Pamiętam jak w szkole puścili mi kiedyś Tajemnjcę Zagubionej Skarbonki XD
Super
Mega materiał
31:27 to mnie najbardziej zaciekawiło
15:28 dlaczego ten żółw ma cycki
-Wojti 2000 2016
A nawet pieprzoną trasę koncertową
@@Cyklotron1748tak żółwie miały trasę koncertową zwana shelfs
Jeśli zrobisz kiedyś missing entries do tego iceberga, to proponuję powiedzieć o parodii TMNT 2012 w Robot Chicken.
nigdy nie oglądałem, ale iceberg obejrzę :p
MUTKÓW
Mutki
Mutke
MUTKÓW!
2:26 nie z brzucha tylko z sutków
12:20 ta reklama wygląda jaby była robiona przez Robot Chicken.
Cieszę się że miałem okazję oglądać WŻN jako dziecko
Ej, a gdzie seria komiksowa, w której Splinter został nietoperzem? xD Polecam, mocny kwas się tam dzieje.
A i powielam rozczarowanie Mutant Mayhem. Animacyjnie super, fabularnie przerabianie enty raz tej samej historii.
Nie spodziewałem się że jesteś fanem tmnt. Mało ich w Polsce
Właściwie to nagrał conajmniej 2 odcinki o żółwiach, recenzje Turtle Tunes i Recenzje tej z 2019
@@Cyklotron1748Śledzę ten kanał dość długo ale nie będę ukrywał że z wieloma przerwami przez co często mijałem jakieś materiały. Może to były właśnie te
@@Cyklotron1748warto wspomnieć, że recenzja/rant ba pierwsze odcinki ROTMNT to potencjalne lost media (film na YT był placeholderem do sprywatyzowanego linku na CDA)
@@Nik_ol_ no ta. Z jakiegoś powodu jak zniknął z yt drugi kanał to zniknęły też recenzje z cda
Urodziłem się w 82 i żółwie były bardzo popularne bardziej niż wszystkie inne każdy mial figurki wszyscy się nimi bawili.W każda sobotę mieliśmy odcinek.kocham żółwie ale inne wersje niż tą z 87 oglądałem sporadycznie więc w tej kwestii nie masz pojęcia co mówisz
CZEKAŁEM NA TO CAŁE ŻYCIE
9:18 Jednak w polsce stały się one kultowe i nie znam za wiele osób które nie kojarzą żółwi o imienach pochodzących od renesansowych artystów.

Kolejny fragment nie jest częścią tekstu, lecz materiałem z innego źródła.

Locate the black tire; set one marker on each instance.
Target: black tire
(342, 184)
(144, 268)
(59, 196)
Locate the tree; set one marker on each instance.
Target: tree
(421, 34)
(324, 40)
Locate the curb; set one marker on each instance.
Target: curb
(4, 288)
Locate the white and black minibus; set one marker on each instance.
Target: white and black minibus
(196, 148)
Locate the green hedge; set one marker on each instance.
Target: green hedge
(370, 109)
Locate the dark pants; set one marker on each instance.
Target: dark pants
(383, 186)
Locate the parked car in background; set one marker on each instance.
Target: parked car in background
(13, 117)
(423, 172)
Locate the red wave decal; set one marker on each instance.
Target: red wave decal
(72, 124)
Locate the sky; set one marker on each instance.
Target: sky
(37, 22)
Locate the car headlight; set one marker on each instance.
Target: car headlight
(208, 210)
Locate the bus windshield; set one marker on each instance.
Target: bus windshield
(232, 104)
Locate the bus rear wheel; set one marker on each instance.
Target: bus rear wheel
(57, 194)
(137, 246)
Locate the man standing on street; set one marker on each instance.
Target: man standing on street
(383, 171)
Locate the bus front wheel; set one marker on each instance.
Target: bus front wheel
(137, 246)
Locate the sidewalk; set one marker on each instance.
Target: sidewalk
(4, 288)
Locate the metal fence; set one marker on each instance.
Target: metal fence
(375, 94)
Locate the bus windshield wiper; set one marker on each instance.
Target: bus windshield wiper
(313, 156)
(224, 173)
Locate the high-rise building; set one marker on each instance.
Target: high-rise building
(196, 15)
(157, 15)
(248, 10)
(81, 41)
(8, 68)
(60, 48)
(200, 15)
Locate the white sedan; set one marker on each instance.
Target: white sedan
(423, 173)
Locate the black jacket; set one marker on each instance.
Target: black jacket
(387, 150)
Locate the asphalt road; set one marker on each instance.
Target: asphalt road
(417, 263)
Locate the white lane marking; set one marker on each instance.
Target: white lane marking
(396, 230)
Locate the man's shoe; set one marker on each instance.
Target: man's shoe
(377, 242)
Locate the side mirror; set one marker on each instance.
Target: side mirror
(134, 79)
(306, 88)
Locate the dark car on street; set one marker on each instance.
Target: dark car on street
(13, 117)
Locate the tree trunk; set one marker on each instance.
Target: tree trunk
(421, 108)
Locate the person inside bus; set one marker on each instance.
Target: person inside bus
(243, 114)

Moja kuzynka powinna obejrzeć ten iceberg
Warto było wspomnieć o tym, że trzeci film był dostępny z dubbingiem w kinach, ale nie został tak puszczany nigdzie indziej, a animacja z 2007 miała dwie wersje dubbingu, jedną z kin i puszczaną na pulsie która jest też na netflixie, a drugą od tvp.